Multiple sclerosis, often shortened to MS, is a lifelong autoimmune condition which can cause a range of debilitating symptoms including fatigue, trouble with speech and walking, blurred vision and problems with bladder control.

Blair revealed she was suffering with the condition in October last year, via a candid Instagram post, after being diagnosed in August 2018.

She subsequently appeared on the red carpet last Sunday at the Oscars, brandishing a diamond-encrusted cane.

Selma Blair at the Vanity Fair Oscars 2019 after party [Photo: Getty]

Today, in an interview with ‘Good Morning America’, Blair spoke to presenter Robin Roberts about her symptoms, and the effect her diagnosis has had on her and her son, Arthur, seven.

Speaking about when she was first diagnosed after years of struggling to understand her condition, Blair said she had “tears of relief”.

“I had tears. They weren’t tears of panic, they were tears of knowing that I now had to give in to a body that had loss of control and there was some relief in that.

“Ever since my son was born, I was in an MS flare-up and didn’t know, and I was giving it everything to seem normal.

“And I was self-medicating when he wasn’t with me. I was drinking. I was in pain. I wasn’t always drinking, but there were times when I couldn’t take it.”

“I was ashamed and I was doing the best I could and I was a great mother, but it was killing me,” she said. “And so when I got the diagnosis I cried with some relief. Like, ‘Oh, good, I’ll be able to do something.'”

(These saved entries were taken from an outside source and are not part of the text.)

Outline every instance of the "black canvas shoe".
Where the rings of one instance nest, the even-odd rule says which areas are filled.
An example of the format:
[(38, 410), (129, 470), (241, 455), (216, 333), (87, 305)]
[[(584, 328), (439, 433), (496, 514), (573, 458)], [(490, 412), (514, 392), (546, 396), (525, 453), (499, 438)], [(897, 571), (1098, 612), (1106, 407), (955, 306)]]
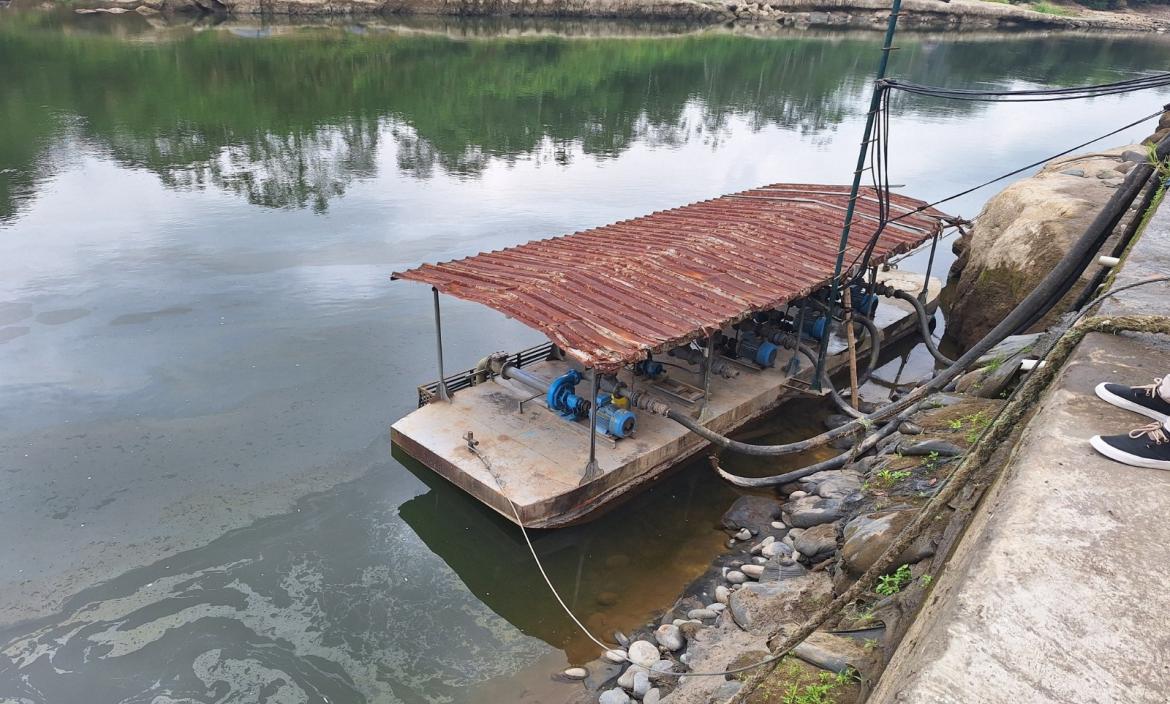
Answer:
[(1170, 403), (1158, 394), (1161, 379), (1145, 386), (1122, 386), (1121, 384), (1097, 384), (1097, 395), (1101, 400), (1127, 411), (1165, 423), (1170, 421)]
[(1133, 467), (1170, 469), (1170, 433), (1161, 423), (1150, 423), (1127, 435), (1094, 435), (1089, 444), (1111, 460)]

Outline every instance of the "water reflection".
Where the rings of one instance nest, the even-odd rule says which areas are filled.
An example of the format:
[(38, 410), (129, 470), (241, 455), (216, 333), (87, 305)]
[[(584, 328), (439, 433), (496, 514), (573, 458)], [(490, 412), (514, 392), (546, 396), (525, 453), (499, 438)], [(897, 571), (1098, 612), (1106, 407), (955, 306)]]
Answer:
[[(386, 139), (398, 143), (399, 169), (427, 178), (436, 169), (476, 177), (491, 160), (541, 152), (564, 163), (635, 143), (717, 146), (732, 115), (753, 129), (819, 134), (857, 112), (873, 58), (873, 42), (850, 35), (456, 39), (325, 25), (277, 27), (256, 41), (231, 25), (116, 22), (137, 41), (93, 31), (92, 17), (12, 13), (0, 22), (0, 63), (21, 67), (0, 89), (9, 126), (0, 222), (35, 195), (63, 148), (109, 154), (173, 188), (324, 212), (375, 175)], [(987, 52), (979, 41), (907, 35), (893, 72), (941, 85), (1051, 85), (1116, 79), (1170, 58), (1165, 46), (1138, 42), (1036, 39)]]

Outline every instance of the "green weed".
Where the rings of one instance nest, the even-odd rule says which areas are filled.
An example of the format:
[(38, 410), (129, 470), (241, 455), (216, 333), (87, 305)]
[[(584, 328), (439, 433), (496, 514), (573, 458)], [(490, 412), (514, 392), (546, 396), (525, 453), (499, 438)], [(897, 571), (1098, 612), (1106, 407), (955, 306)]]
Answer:
[(906, 588), (910, 583), (910, 565), (902, 565), (893, 574), (883, 574), (878, 577), (877, 586), (874, 591), (882, 596), (893, 596)]
[(784, 691), (780, 698), (782, 704), (834, 704), (837, 700), (833, 692), (856, 678), (852, 670), (845, 670), (839, 674), (832, 672), (820, 673), (817, 681), (812, 684), (801, 685), (793, 683)]
[(1077, 14), (1067, 7), (1053, 5), (1050, 2), (1038, 2), (1032, 6), (1032, 9), (1044, 15), (1056, 15), (1057, 17), (1069, 17)]

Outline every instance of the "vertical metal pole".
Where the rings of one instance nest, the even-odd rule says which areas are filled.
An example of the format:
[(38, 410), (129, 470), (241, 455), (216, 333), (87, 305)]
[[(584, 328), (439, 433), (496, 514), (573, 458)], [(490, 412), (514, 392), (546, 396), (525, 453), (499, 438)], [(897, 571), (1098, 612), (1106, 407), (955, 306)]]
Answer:
[(601, 392), (601, 374), (593, 370), (593, 395), (589, 397), (589, 463), (585, 465), (585, 474), (581, 476), (584, 484), (597, 476), (601, 471), (597, 467), (597, 394)]
[(845, 341), (849, 346), (849, 403), (857, 410), (857, 340), (853, 337), (853, 296), (845, 289)]
[(435, 295), (435, 351), (439, 356), (439, 398), (450, 401), (451, 394), (447, 393), (447, 381), (443, 375), (443, 321), (439, 317), (439, 289), (431, 286), (431, 293)]
[(922, 290), (918, 292), (918, 300), (926, 303), (926, 292), (930, 290), (930, 272), (934, 269), (934, 253), (938, 250), (938, 233), (934, 233), (934, 240), (930, 243), (930, 259), (926, 260), (926, 275), (922, 277)]
[(699, 409), (699, 418), (707, 417), (707, 408), (711, 404), (711, 368), (715, 366), (715, 336), (707, 337), (707, 359), (703, 363), (703, 406)]
[(795, 377), (796, 373), (800, 371), (800, 340), (804, 336), (804, 311), (808, 307), (808, 299), (800, 299), (800, 312), (796, 314), (796, 332), (793, 333), (796, 344), (792, 346), (792, 356), (788, 359), (787, 374), (789, 378)]
[[(882, 42), (882, 56), (878, 61), (877, 81), (886, 77), (886, 66), (890, 62), (890, 52), (893, 50), (894, 32), (898, 27), (898, 12), (902, 9), (902, 0), (893, 0), (890, 5), (890, 20), (886, 25), (886, 38)], [(832, 309), (837, 303), (837, 292), (841, 285), (841, 268), (845, 265), (845, 249), (849, 246), (849, 229), (853, 225), (853, 210), (857, 205), (857, 192), (861, 189), (861, 174), (865, 171), (865, 157), (869, 153), (869, 141), (873, 135), (873, 123), (877, 118), (878, 108), (881, 106), (882, 92), (885, 90), (876, 83), (873, 87), (873, 96), (869, 101), (869, 114), (865, 116), (865, 132), (861, 136), (861, 149), (857, 152), (857, 168), (853, 170), (853, 187), (849, 191), (849, 203), (845, 208), (845, 224), (841, 227), (841, 242), (837, 247), (837, 265), (833, 269), (833, 282), (829, 289), (828, 320), (825, 321), (825, 331), (821, 334), (821, 349), (817, 355), (817, 371), (813, 375), (813, 388), (821, 390), (821, 375), (825, 371), (825, 357), (829, 352), (829, 329), (832, 327)]]

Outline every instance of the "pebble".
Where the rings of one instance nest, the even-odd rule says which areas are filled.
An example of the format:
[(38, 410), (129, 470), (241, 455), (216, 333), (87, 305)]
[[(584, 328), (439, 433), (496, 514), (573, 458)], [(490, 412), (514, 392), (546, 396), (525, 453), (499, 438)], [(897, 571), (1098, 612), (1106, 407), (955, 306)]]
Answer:
[(776, 530), (784, 530), (784, 524), (780, 521), (772, 521), (772, 527)]
[(1065, 176), (1084, 176), (1085, 170), (1084, 169), (1065, 169), (1064, 171), (1061, 171), (1060, 173), (1064, 174)]
[[(681, 659), (681, 658), (680, 658)], [(674, 672), (674, 663), (669, 660), (659, 660), (650, 668), (651, 679), (662, 679), (660, 672)]]
[(735, 547), (735, 538), (728, 538), (727, 539), (727, 547), (729, 547), (729, 548)]
[(641, 699), (650, 691), (650, 675), (639, 672), (634, 675), (634, 698)]
[(610, 662), (625, 662), (629, 658), (626, 657), (626, 651), (614, 648), (613, 650), (605, 651), (605, 659)]
[[(689, 615), (689, 614), (688, 614)], [(628, 653), (630, 662), (642, 667), (650, 667), (658, 662), (658, 648), (654, 647), (652, 643), (645, 640), (636, 640), (630, 643), (630, 650)]]
[(807, 491), (794, 491), (788, 495), (788, 498), (789, 499), (803, 499), (806, 496), (808, 496)]
[(759, 579), (764, 574), (764, 568), (761, 565), (744, 565), (741, 571), (752, 579)]
[(684, 665), (689, 664), (691, 662), (691, 654), (690, 653), (683, 653), (682, 655), (679, 655), (678, 661)]
[(715, 601), (720, 604), (726, 604), (727, 600), (731, 598), (731, 590), (720, 584), (715, 587)]
[(667, 650), (674, 652), (683, 647), (683, 634), (678, 630), (678, 626), (666, 624), (659, 626), (654, 631), (654, 640)]
[(766, 558), (766, 557), (753, 557), (752, 562), (756, 563), (757, 565), (763, 565), (763, 564), (766, 564), (768, 562), (768, 558)]
[(707, 604), (707, 610), (714, 611), (715, 613), (719, 613), (726, 608), (727, 604)]
[(760, 542), (753, 545), (751, 552), (753, 555), (759, 555), (761, 552), (763, 552), (764, 548), (768, 547), (774, 542), (776, 542), (776, 538), (769, 535), (767, 538), (764, 538)]
[(628, 636), (626, 636), (626, 634), (625, 634), (625, 633), (622, 633), (621, 631), (614, 631), (614, 632), (613, 632), (613, 637), (614, 637), (614, 639), (615, 639), (615, 640), (617, 640), (617, 642), (618, 642), (618, 643), (621, 643), (621, 644), (622, 644), (622, 647), (625, 647), (625, 646), (627, 646), (627, 645), (629, 645), (629, 644), (630, 644), (630, 639), (629, 639), (629, 637), (628, 637)]
[(630, 696), (622, 690), (614, 688), (602, 692), (597, 704), (630, 704)]
[(739, 532), (735, 534), (736, 540), (751, 540), (752, 532), (747, 528), (740, 528)]
[(638, 676), (638, 673), (640, 672), (642, 674), (646, 674), (649, 671), (650, 670), (648, 668), (642, 667), (641, 665), (630, 665), (630, 667), (622, 673), (622, 676), (618, 678), (618, 686), (622, 689), (633, 689), (634, 678)]
[(589, 670), (583, 667), (570, 667), (563, 674), (571, 680), (583, 680), (589, 676)]
[(658, 704), (660, 701), (662, 701), (662, 694), (657, 687), (646, 692), (646, 696), (642, 697), (642, 704)]
[(902, 424), (898, 426), (898, 432), (903, 435), (921, 435), (922, 426), (906, 420), (902, 421)]
[(747, 577), (739, 570), (731, 570), (727, 573), (726, 577), (727, 581), (731, 582), (732, 584), (743, 584), (747, 581)]
[(705, 618), (715, 618), (718, 615), (719, 614), (717, 612), (712, 611), (710, 609), (691, 609), (690, 611), (687, 612), (687, 618), (693, 618), (693, 619), (699, 619), (699, 620), (702, 620)]

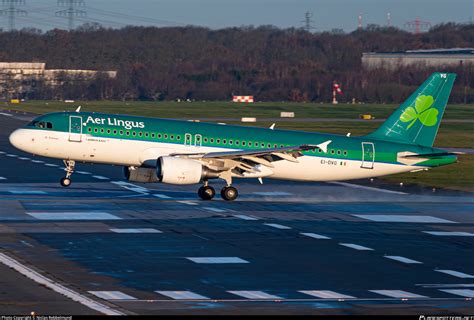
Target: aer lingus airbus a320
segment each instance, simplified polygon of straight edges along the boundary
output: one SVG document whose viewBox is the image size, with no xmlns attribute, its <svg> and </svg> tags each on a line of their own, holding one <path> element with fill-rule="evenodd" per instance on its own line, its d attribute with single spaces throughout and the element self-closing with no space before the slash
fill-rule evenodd
<svg viewBox="0 0 474 320">
<path fill-rule="evenodd" d="M 59 112 L 37 117 L 10 135 L 16 148 L 62 159 L 71 184 L 77 161 L 124 167 L 132 182 L 198 184 L 237 198 L 233 178 L 340 181 L 429 169 L 456 161 L 433 148 L 455 74 L 432 74 L 376 131 L 360 137 L 272 130 L 126 115 Z"/>
</svg>

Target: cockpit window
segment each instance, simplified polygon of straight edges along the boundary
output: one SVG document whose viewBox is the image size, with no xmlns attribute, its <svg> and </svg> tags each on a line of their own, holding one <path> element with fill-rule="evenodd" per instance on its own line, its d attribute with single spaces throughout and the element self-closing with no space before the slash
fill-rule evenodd
<svg viewBox="0 0 474 320">
<path fill-rule="evenodd" d="M 53 129 L 53 124 L 51 122 L 34 120 L 28 123 L 28 127 Z"/>
</svg>

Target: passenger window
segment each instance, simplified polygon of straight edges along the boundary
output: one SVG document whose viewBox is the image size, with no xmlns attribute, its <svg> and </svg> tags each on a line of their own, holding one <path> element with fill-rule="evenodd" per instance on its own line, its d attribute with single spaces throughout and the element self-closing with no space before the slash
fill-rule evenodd
<svg viewBox="0 0 474 320">
<path fill-rule="evenodd" d="M 230 145 L 232 145 L 232 144 L 233 144 L 232 140 L 229 140 L 229 144 L 230 144 Z"/>
<path fill-rule="evenodd" d="M 100 133 L 104 133 L 104 129 L 100 129 Z"/>
<path fill-rule="evenodd" d="M 94 132 L 95 132 L 95 133 L 99 132 L 99 129 L 95 128 L 95 129 L 94 129 Z"/>
<path fill-rule="evenodd" d="M 136 133 L 135 131 L 133 131 L 133 132 L 132 132 L 132 136 L 135 137 L 136 135 L 137 135 L 137 133 Z"/>
<path fill-rule="evenodd" d="M 53 124 L 52 124 L 51 122 L 47 122 L 47 123 L 46 123 L 46 127 L 47 127 L 48 129 L 53 129 Z"/>
<path fill-rule="evenodd" d="M 165 138 L 165 139 L 168 139 L 168 135 L 167 135 L 167 134 L 165 134 L 165 135 L 164 135 L 164 138 Z"/>
<path fill-rule="evenodd" d="M 123 136 L 123 130 L 120 130 L 120 135 Z"/>
<path fill-rule="evenodd" d="M 145 137 L 148 138 L 148 136 L 149 136 L 149 133 L 148 133 L 148 132 L 145 132 Z"/>
<path fill-rule="evenodd" d="M 87 132 L 92 132 L 92 128 L 87 128 Z"/>
<path fill-rule="evenodd" d="M 181 136 L 176 136 L 176 139 L 178 139 L 178 141 L 181 140 Z"/>
<path fill-rule="evenodd" d="M 226 140 L 226 139 L 222 140 L 222 143 L 223 143 L 223 144 L 226 144 L 226 143 L 227 143 L 227 140 Z"/>
<path fill-rule="evenodd" d="M 142 132 L 139 132 L 139 133 L 138 133 L 138 136 L 139 136 L 139 137 L 143 136 L 143 133 L 142 133 Z"/>
<path fill-rule="evenodd" d="M 240 142 L 237 140 L 235 141 L 235 145 L 238 146 L 240 144 Z"/>
<path fill-rule="evenodd" d="M 170 139 L 173 140 L 173 139 L 174 139 L 174 135 L 170 135 Z"/>
<path fill-rule="evenodd" d="M 110 134 L 110 129 L 107 129 L 107 133 Z"/>
<path fill-rule="evenodd" d="M 154 134 L 154 133 L 152 133 L 152 134 L 151 134 L 151 137 L 154 139 L 154 138 L 155 138 L 155 134 Z"/>
<path fill-rule="evenodd" d="M 244 146 L 244 147 L 245 147 L 245 141 L 242 141 L 242 146 Z"/>
<path fill-rule="evenodd" d="M 114 130 L 114 134 L 117 134 L 117 130 Z"/>
<path fill-rule="evenodd" d="M 338 154 L 338 155 L 341 155 L 341 150 L 337 150 L 337 154 Z"/>
</svg>

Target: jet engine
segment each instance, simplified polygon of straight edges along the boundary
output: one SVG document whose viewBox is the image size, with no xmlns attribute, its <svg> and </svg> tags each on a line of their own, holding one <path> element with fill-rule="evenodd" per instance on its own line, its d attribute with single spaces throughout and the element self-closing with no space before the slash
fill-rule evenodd
<svg viewBox="0 0 474 320">
<path fill-rule="evenodd" d="M 169 184 L 195 184 L 202 179 L 217 178 L 217 172 L 208 170 L 191 159 L 164 156 L 156 164 L 158 180 Z"/>
<path fill-rule="evenodd" d="M 125 179 L 131 182 L 160 182 L 156 176 L 155 168 L 124 167 L 123 173 L 125 175 Z"/>
</svg>

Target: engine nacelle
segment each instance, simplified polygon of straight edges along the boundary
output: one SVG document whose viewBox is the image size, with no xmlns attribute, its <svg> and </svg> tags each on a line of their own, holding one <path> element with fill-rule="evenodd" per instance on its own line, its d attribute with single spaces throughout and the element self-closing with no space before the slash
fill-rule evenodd
<svg viewBox="0 0 474 320">
<path fill-rule="evenodd" d="M 125 175 L 125 179 L 132 182 L 160 182 L 156 176 L 155 168 L 124 167 L 123 173 Z"/>
<path fill-rule="evenodd" d="M 209 175 L 196 160 L 165 156 L 158 158 L 156 176 L 163 183 L 195 184 Z"/>
</svg>

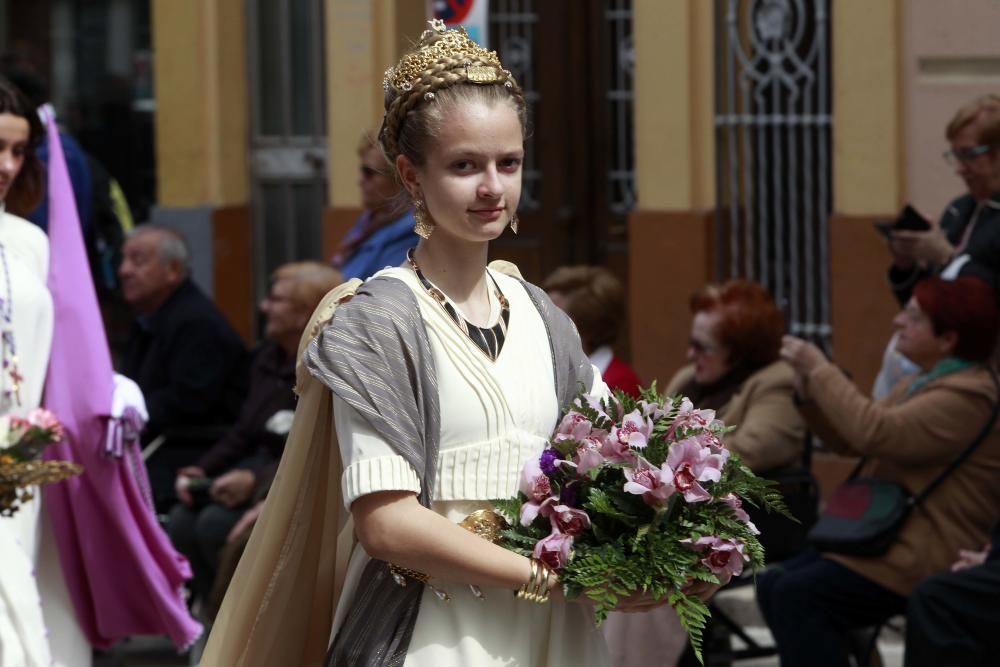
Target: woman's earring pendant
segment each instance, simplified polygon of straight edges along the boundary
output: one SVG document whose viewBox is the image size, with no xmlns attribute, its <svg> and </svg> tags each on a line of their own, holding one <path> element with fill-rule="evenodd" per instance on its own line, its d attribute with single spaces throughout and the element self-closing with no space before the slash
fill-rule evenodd
<svg viewBox="0 0 1000 667">
<path fill-rule="evenodd" d="M 422 239 L 429 239 L 431 234 L 434 233 L 434 221 L 431 220 L 430 214 L 427 212 L 427 207 L 424 205 L 423 200 L 416 200 L 413 202 L 413 231 L 417 233 Z"/>
<path fill-rule="evenodd" d="M 517 234 L 517 222 L 517 213 L 515 213 L 510 216 L 510 231 L 514 232 L 515 235 Z"/>
</svg>

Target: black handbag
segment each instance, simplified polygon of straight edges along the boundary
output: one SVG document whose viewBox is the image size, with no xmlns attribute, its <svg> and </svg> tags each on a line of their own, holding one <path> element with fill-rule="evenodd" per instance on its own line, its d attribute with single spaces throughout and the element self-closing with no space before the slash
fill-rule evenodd
<svg viewBox="0 0 1000 667">
<path fill-rule="evenodd" d="M 1000 381 L 991 373 L 1000 396 Z M 881 556 L 895 542 L 906 518 L 927 496 L 954 472 L 986 439 L 997 414 L 1000 400 L 993 405 L 993 412 L 982 430 L 930 484 L 917 495 L 905 487 L 874 477 L 858 477 L 868 462 L 864 458 L 855 466 L 847 481 L 837 487 L 826 503 L 816 525 L 809 531 L 809 543 L 824 552 L 846 556 Z"/>
</svg>

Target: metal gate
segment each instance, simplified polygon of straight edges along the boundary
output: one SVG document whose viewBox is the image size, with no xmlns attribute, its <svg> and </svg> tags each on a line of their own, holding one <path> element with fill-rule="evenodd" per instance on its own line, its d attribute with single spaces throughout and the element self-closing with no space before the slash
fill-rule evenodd
<svg viewBox="0 0 1000 667">
<path fill-rule="evenodd" d="M 323 4 L 247 1 L 258 300 L 281 264 L 321 259 L 327 183 Z"/>
<path fill-rule="evenodd" d="M 716 274 L 829 349 L 827 0 L 715 0 Z"/>
</svg>

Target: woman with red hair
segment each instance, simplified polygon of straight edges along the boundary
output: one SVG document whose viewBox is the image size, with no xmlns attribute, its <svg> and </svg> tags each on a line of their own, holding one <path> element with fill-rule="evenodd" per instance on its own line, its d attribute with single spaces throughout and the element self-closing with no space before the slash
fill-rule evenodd
<svg viewBox="0 0 1000 667">
<path fill-rule="evenodd" d="M 815 346 L 784 339 L 781 356 L 795 369 L 809 427 L 827 447 L 864 457 L 866 475 L 911 494 L 937 479 L 977 434 L 985 439 L 909 513 L 882 555 L 808 553 L 758 578 L 757 601 L 785 667 L 847 665 L 850 630 L 903 612 L 917 584 L 947 571 L 959 549 L 986 542 L 1000 518 L 993 290 L 973 277 L 925 278 L 893 325 L 897 349 L 920 370 L 877 401 Z"/>
<path fill-rule="evenodd" d="M 792 369 L 778 358 L 785 320 L 750 280 L 709 285 L 691 297 L 691 362 L 666 395 L 683 394 L 736 430 L 726 447 L 758 474 L 797 464 L 805 425 L 795 408 Z"/>
</svg>

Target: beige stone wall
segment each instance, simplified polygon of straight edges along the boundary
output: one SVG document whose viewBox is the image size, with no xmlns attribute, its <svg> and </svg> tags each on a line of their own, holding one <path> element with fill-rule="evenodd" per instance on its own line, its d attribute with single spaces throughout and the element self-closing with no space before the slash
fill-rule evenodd
<svg viewBox="0 0 1000 667">
<path fill-rule="evenodd" d="M 243 7 L 242 0 L 153 0 L 160 206 L 247 201 Z"/>
<path fill-rule="evenodd" d="M 715 200 L 712 3 L 634 0 L 635 170 L 644 211 Z"/>
<path fill-rule="evenodd" d="M 904 198 L 937 217 L 965 191 L 941 154 L 955 110 L 1000 93 L 1000 2 L 907 0 L 903 5 Z"/>
<path fill-rule="evenodd" d="M 382 73 L 426 27 L 416 0 L 326 0 L 331 208 L 358 207 L 357 145 L 382 120 Z"/>
</svg>

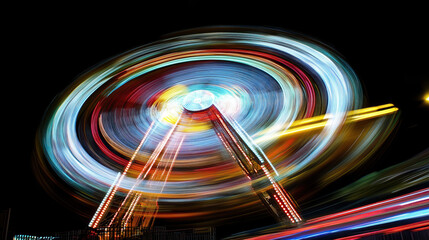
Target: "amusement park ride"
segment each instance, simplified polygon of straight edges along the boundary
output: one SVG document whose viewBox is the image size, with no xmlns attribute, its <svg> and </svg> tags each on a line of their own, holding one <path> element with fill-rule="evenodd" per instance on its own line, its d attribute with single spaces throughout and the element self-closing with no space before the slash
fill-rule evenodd
<svg viewBox="0 0 429 240">
<path fill-rule="evenodd" d="M 41 145 L 64 180 L 89 201 L 102 198 L 90 229 L 121 238 L 162 217 L 215 218 L 206 203 L 239 205 L 253 195 L 249 205 L 259 198 L 283 229 L 314 230 L 290 194 L 301 201 L 294 184 L 313 173 L 326 180 L 321 188 L 333 183 L 393 129 L 396 118 L 381 117 L 398 108 L 362 108 L 356 75 L 332 52 L 290 34 L 234 31 L 173 37 L 112 58 L 54 108 Z M 377 123 L 350 124 L 367 119 Z M 216 180 L 204 175 L 207 159 L 219 161 Z M 223 194 L 240 201 L 222 202 Z"/>
</svg>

As Roberts explained, during the interview, Blair was experiencing an “exacerbation” of her condition which affected her speech.

“It is interesting to put it out there, to be here to say, ‘This is what my particular case looks like right now’,” she said.

Blair also spoke about telling her son, Arthur, that she has the condition.

“I always want him to feel safe, never responsible for me. But he had already seen that I was falling and doing things.”

“So I did have to tell him after the MRI. I said, ‘I have something called multiple sclerosis.’ And he almost cried and said, ‘Will it kill you?'”

“And I said, ‘No. I mean, we never know what kills us, Arthur. But this is not the doctor telling me I’m dying.’ And he was like, ‘Oh, OK,’ and that was it.”